PDVSA (Petroleos du Venezuela) prévoit maintenant de décharger une partie du brut à bord via un transfert de navire à navire impliquant ce pétrolier de secours appelé l’Icaro, navire détenu par le PDVSA. C’est ce qu’a déclaré lundi à Reuters une personne proche du dossier. Les données montrent bien que l’Icaro a approché le Nabarima à 14h37 heure locale hier. 
La barge Inmaculada, battant pavillon vénézuélien, devait également participer à l’opération. Opération complexe qui, selon une personne connaissant bien le sujet, comporte des risques. C’est ce que nous apprend Reuters
Le pétrolier Icaro, d’une capacité de 600 000 barils de brut, pourrait alléger le fardeau du navire de stockage et de déchargement de pétrole Nabarima, qui serait en train de couler dans le golfe de Paria, entre l’État de Sucre et l’île de Trinidad. Cependant, la manière dont le transfert serait effectué n’est pas tout à fait claire.

« Dans le Nabarima, il y a 1.800.000 barils. Cela tient dans deux pétroliers de moyenne capacité. La position devrait être de les retirer du Nabarima et de les placer dans un pétrolier sûr qui peut se trouver dans la mer vénézuélienne », a précisé Eudis Girót, le directeur exécutif de la Fédération unitaire des travailleurs du pétrole du Venezuela (Futpv).
En décembre 2019, les États-Unis avaient déjà imposé des sanctions supplémentaires sur le navire Icaro lui-même pour avoir livré des produits pétroliers vénézuéliens à Cuba, l’un des principaux alliés du président Nicolas Maduro à l’étranger. L’Icaro est donc l’un des pétroliers soumis aux sanctions américaines imposées au Venezuela. Mais les responsables de l’ambassade des États-Unis à Port-of-Spain ont déclaré que les sanctions n’empêchent pas l’inspection et l’assistance au navire, car elles ne visent pas « des questions de sécurité, d’environnement ou de préoccupations humanitaires ».
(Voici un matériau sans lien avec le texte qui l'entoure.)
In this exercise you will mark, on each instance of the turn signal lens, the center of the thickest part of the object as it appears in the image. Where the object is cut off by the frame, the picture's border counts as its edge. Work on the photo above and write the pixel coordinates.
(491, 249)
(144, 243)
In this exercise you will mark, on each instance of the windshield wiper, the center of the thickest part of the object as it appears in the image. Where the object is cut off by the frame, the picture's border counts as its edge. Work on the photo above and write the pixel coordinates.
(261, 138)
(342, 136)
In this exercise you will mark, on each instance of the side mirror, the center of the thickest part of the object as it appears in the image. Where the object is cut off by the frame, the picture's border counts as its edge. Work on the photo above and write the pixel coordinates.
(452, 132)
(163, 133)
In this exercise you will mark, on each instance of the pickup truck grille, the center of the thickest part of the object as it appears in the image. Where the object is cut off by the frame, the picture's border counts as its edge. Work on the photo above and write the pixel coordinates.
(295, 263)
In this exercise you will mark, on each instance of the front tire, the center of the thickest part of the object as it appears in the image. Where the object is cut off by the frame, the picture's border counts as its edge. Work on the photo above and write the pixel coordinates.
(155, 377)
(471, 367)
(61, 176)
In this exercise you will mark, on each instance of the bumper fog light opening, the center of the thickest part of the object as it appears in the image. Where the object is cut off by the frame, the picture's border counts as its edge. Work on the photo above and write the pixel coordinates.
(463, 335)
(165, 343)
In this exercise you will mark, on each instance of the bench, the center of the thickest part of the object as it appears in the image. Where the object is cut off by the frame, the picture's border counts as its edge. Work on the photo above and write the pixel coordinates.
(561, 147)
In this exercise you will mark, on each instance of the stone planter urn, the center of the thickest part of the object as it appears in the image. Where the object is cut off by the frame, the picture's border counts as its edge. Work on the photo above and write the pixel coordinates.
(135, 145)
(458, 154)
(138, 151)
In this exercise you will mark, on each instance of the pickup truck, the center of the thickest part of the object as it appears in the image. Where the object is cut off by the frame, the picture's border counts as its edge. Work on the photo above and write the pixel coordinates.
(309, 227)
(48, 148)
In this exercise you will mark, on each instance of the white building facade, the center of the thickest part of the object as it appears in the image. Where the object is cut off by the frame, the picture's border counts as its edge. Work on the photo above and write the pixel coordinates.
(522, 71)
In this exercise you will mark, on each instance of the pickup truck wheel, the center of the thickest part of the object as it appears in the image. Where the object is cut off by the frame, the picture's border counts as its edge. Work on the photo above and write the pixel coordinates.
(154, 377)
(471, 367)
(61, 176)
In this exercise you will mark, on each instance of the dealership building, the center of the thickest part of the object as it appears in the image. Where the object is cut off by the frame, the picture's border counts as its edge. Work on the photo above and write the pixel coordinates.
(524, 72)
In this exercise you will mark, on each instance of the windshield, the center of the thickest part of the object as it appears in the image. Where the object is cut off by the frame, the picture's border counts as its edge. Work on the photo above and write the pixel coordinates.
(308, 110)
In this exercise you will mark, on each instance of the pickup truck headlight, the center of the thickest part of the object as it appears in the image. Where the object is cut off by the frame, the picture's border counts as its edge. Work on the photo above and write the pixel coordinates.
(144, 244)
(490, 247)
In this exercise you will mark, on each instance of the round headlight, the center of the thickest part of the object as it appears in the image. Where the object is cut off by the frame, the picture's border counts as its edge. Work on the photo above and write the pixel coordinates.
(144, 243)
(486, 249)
Avant de préciser : « Nous soutenons fermement les actions immédiates visant à mettre le Nabarima en conformité avec les normes de sécurité internationales et à éviter d’éventuels dommages environnementaux, qui pourraient avoir un impact négatif non seulement sur la population vénézuélienne mais aussi sur celle des pays voisins. Le PDVSA a la responsabilité de prendre des mesures pour éviter une catastrophe environnementale dans les eaux vénézuéliennes ».



Ces déclarations surviennent alors que l’on s’inquiète de plus en plus d’une éventuelle catastrophe écologique si les millions de gallons de pétrole stockés à bord du Nabarima se déversaient dans le golfe de Paria.